Folha - O governo FHC criou a Agência Nacional do Cinema, subordinada à Casa Civil, e reservou ao MinC a gestão de parcela do audiovisual desprovida de viabilidade comercial -caso dos curtas-metragens, por exemplo. O sr. acha correta a instalação de uma agência reguladora? Está de acordo com a definição de cinema industrial e cinema cultural?
Rouanet -
Em princípio, acho pouco produtiva a tentativa de traçar uma fronteira entre cinema como arte e cinema como indústria.
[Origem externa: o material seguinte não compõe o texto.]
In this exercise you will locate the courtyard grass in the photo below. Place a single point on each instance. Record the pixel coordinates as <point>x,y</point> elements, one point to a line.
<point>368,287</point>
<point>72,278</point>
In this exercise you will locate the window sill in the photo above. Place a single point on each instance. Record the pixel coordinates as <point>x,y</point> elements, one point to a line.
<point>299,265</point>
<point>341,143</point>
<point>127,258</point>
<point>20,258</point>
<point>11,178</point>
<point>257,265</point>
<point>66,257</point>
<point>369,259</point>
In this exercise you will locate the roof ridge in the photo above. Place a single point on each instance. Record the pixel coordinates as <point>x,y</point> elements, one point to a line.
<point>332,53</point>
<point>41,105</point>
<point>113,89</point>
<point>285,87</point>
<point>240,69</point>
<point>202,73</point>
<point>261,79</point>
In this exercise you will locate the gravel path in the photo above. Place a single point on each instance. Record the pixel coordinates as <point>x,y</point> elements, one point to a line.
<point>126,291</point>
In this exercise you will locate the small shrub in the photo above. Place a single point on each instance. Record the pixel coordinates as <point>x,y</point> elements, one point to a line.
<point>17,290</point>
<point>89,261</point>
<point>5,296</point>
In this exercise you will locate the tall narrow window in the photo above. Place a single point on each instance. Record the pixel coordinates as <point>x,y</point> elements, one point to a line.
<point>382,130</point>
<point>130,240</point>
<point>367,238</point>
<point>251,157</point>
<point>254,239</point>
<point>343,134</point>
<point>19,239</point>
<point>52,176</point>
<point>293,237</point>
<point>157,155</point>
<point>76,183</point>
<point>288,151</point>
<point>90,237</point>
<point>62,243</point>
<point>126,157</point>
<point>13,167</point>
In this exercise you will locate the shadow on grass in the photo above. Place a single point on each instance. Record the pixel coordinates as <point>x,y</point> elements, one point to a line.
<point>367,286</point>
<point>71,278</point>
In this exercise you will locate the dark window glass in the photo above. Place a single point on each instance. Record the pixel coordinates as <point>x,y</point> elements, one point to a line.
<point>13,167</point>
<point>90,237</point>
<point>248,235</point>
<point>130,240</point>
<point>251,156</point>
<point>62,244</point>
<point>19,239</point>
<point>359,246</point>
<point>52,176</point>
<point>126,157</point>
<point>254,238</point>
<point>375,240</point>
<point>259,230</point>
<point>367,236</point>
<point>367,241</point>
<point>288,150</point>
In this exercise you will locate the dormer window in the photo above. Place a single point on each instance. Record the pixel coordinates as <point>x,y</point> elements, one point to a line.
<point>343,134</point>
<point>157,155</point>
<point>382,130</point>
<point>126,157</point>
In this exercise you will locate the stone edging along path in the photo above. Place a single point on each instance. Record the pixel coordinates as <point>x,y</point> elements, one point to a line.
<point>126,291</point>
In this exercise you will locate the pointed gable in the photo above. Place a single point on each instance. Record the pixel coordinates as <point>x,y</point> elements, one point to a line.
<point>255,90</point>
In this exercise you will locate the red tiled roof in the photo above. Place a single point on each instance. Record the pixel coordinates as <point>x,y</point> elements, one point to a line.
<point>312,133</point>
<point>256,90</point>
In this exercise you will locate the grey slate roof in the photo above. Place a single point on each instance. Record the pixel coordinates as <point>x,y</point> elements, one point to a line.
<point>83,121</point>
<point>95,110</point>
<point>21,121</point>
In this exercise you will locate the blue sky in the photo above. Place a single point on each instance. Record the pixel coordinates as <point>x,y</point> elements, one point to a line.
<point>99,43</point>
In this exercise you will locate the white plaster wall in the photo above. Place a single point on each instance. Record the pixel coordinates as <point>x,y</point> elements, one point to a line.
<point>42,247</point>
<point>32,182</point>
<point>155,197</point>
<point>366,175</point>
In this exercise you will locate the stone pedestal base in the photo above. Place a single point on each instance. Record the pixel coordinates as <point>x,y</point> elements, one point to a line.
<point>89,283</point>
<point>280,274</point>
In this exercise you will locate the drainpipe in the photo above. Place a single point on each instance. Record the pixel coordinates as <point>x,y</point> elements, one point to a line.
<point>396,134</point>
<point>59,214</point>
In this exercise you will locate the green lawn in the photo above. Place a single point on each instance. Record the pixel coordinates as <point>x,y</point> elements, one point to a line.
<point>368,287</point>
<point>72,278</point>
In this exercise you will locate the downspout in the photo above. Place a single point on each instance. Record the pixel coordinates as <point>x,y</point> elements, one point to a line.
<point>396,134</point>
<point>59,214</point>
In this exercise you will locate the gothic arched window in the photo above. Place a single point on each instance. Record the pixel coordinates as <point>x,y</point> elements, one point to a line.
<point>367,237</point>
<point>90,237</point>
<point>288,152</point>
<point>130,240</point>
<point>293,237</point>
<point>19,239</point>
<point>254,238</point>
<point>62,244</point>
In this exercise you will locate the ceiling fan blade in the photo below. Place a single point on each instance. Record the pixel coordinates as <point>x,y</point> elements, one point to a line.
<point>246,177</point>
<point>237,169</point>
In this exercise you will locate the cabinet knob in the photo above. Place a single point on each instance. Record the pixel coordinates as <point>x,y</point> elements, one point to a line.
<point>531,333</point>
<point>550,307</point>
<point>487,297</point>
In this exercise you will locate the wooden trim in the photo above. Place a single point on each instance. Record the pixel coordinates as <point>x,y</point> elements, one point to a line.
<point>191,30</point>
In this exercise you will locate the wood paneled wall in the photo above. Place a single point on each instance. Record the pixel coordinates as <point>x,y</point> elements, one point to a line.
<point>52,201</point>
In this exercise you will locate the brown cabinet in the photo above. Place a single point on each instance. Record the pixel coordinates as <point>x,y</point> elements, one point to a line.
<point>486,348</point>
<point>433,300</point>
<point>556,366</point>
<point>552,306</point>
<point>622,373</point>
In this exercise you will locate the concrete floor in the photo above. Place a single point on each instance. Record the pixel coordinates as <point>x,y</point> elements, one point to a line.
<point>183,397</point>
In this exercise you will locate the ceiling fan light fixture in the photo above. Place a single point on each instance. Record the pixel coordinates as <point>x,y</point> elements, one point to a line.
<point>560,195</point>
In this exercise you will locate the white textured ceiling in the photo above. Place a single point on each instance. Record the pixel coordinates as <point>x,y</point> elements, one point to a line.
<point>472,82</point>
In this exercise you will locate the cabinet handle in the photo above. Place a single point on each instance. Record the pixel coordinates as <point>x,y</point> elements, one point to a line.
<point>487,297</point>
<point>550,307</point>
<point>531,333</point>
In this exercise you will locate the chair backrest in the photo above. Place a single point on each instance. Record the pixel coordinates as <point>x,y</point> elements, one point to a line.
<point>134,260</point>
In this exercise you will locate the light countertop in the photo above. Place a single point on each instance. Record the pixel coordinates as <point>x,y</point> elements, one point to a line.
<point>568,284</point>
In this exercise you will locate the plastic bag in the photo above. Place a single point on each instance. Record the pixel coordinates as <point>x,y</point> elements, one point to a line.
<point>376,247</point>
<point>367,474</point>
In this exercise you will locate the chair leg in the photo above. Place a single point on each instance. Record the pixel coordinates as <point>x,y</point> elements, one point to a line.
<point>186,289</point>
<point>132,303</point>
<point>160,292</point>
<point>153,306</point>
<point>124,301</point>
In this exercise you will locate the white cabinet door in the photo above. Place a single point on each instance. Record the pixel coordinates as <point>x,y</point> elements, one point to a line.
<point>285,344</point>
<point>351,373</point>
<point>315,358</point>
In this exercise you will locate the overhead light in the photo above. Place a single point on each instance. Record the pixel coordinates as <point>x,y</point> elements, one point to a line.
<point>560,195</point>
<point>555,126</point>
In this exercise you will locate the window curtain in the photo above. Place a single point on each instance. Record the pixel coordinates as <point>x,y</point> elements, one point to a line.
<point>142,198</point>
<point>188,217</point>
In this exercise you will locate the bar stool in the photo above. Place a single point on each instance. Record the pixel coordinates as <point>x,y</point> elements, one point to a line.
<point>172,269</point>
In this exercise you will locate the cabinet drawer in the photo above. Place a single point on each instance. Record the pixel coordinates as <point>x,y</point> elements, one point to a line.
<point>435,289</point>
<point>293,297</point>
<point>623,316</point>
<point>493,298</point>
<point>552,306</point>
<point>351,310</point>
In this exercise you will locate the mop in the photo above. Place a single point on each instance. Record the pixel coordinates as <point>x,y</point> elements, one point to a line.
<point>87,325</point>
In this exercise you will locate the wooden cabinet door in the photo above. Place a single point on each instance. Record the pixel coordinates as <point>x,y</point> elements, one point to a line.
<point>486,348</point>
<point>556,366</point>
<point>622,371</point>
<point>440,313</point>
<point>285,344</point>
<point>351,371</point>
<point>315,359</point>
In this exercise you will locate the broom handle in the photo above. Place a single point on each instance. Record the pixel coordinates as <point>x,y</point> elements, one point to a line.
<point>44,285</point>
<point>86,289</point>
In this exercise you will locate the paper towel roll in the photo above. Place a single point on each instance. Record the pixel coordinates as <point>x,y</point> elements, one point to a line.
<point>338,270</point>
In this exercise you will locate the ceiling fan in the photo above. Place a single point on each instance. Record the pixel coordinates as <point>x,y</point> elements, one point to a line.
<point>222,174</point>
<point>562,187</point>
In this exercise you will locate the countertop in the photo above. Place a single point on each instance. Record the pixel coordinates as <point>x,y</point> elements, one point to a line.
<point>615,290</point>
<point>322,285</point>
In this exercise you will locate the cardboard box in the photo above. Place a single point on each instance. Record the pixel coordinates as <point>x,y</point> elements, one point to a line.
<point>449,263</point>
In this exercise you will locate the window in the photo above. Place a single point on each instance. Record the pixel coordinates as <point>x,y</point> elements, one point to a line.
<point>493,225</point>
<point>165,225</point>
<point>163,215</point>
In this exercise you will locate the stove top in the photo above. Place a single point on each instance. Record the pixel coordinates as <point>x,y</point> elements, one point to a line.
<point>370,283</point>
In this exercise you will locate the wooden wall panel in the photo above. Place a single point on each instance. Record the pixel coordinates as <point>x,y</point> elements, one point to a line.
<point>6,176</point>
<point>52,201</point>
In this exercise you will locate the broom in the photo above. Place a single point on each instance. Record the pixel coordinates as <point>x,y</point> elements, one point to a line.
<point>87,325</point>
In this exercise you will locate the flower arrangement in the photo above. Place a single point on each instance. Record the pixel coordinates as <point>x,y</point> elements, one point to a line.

Numa economia capitalista, todas as atividades culturais têm sempre uma dupla face, uma em que aparecem como bens culturais, voltadas para o valor de uso, e outra em que aparecem como produtos culturais, como mercadorias, voltadas para o valor de troca.
Deveria caber à mesma instituição levar em conta as duas dimensões do cinema, assegurando por um lado sua viabilidade como indústria e sua competitividade internacional, e por outro, dando os incentivos necessários para os filmes sem vocação comercial.
Por isso o bom senso mandaria que a agência em questão mantivesse seu caráter supra-ministerial, o que permitiria que os dois aspectos fossem considerados de forma integrada.
Mas não estou informado sobre o assunto e por isso mantenho meu espírito aberto.

Folha - A política cultural do governo Lula aponta para o tratamento da cultura como mecanismo de inclusão social. Qual sua opinião sobre a associação das políticas de cultura com práticas assistencialistas e de inclusão social?
Rouanet -
A exclusão cultural é parte de um processo geral de exclusão socioeconômica e só pode ser corrigida no bojo de um programa de inclusão social ampla. Mas isso não significa que a política cultural não tenha uma contribuição importantíssima a dar a esse programa.
Uma política de inclusão cultural pressupõe por definição uma ênfase especial nas necessidades das camadas menos favorecidas. Isso envolve, naturalmente, o fomento à produção cultural popular. Mas implica, também, o favorecimento do acesso de todos à cultura, seja ela popular ou erudita, nacional ou estrangeira.
Uma política que se limite a favorecer a produção cultural erudita é elitista e discriminatória. Mas uma política que ignore a importância de favorecer o acesso popular à grande literatura, nacional e universal, ou à grande música e à grande ópera, é igualmente elitista e discriminatória.

Folha - No livro "As Razões do Iluminismo", o sr. aborda o antielitismo e assinala o equívoco dessa tendência ao desqualificar a cultura superior. Acha que, com o governo Lula, ressurge a tendência pela valorização da cultura popular em oposição à cultura cultivada?
Rouanet -
É importante fazer algumas distinções, que hoje em dia vêm sendo esquecidas. Popular não é sinônimo de popularidade, equívoco muitas vezes cometido por intelectuais que se julgam de esquerda, com um olho em Gramsci e outro no Ibope.
E cultura de massas não é a mesma coisa que cultura popular. É esta que precisa ser protegida, não a primeira. Uma política cultural voltada para a cultura popular -e nenhuma outra é possível, no país monstruosamente desigual em que vivemos- significa duas coisas.
Significa favorecer as manifestações artísticas populares. Mas significa também tirar da marginalidade as populações hoje excluídas dos grandes circuitos da cultura, brasileira e universal.
Não podemos adotar uma política que, embora antielitista na intenção, implica manter num gueto cultural uma população que já vive num gueto socioeconômico.